Mortgage

Here’s “clear evidence” the credit box is way too tight

Why five years of squeaky clean loans isn’t a good thing

Borrowers who took out mortgages in the past five years are better at paying their mortgages than any other group of mortgage borrowers in history, putting real data to talks that the credit availability pendulum has swung too far the other way since the financial crisis.  

Laurie Goodman recently penned a blog for the Urban Institute that brought the severity of the situation into the spotlight, urging that “a near-zero-default environment is clear evidence that we need to open up the credit box and lend to borrowers with less-than-perfect credit.”

To get a proper reading of the mortgage industry, Goodman went back to before the financial crisis to understand what normal would be.

In this case, Goodman compared loans from 2011-Q2 2015 and 2009-2010 to 1999-2003, a period with reasonable lending standards and fairly low default rates.

The following chart shows the data Goodman collected, which illustrates by origination year the rate at which mortgages guaranteed by Fannie Mae have gone six months delinquent.

Click to enlarge

UI

(Source: Fannie Mae and the Urban Institute)

While the 2009–10 vintages are defaulting only marginally less than the 1999–2003 vintages, Goodman explained that the 2011–Q2 2015 vintages with three years of seasoning are hardly defaulting at all.

Some of the improvement is due to a shift in originations toward more pristine borrowers, but it’s not the only explanation.
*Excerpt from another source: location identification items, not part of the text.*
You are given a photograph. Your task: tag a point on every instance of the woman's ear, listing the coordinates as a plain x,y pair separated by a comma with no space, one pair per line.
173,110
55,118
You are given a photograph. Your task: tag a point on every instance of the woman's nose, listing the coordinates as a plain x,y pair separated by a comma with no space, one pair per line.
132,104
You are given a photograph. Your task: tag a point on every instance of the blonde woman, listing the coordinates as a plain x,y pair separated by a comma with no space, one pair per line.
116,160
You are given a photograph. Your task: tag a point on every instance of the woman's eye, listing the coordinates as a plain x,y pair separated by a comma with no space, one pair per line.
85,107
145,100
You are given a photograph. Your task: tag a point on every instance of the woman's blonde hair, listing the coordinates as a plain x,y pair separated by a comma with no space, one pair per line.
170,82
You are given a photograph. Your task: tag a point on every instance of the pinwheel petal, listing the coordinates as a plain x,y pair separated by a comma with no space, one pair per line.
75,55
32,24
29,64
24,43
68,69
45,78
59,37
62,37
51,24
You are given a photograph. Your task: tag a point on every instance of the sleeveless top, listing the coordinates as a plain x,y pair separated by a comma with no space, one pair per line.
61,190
Even when Goodman compared mortgages with the same credit profiles, each group performed better than it has in the past.

So what’s the significant difference? Here’s Goodman’s answer:

As anyone who has taken out a mortgage recently can tell you, the amount of underwriting time and attention to detail is extraordinary, making mortgage origination a very time-intensive business. Originators are spending much more time on each application.

Goodman concludes the piece by calling the industry to action, saying that there is plenty of room to expand the credit box, and “It’s time to lend again to borrowers with less-than-perfect credit.”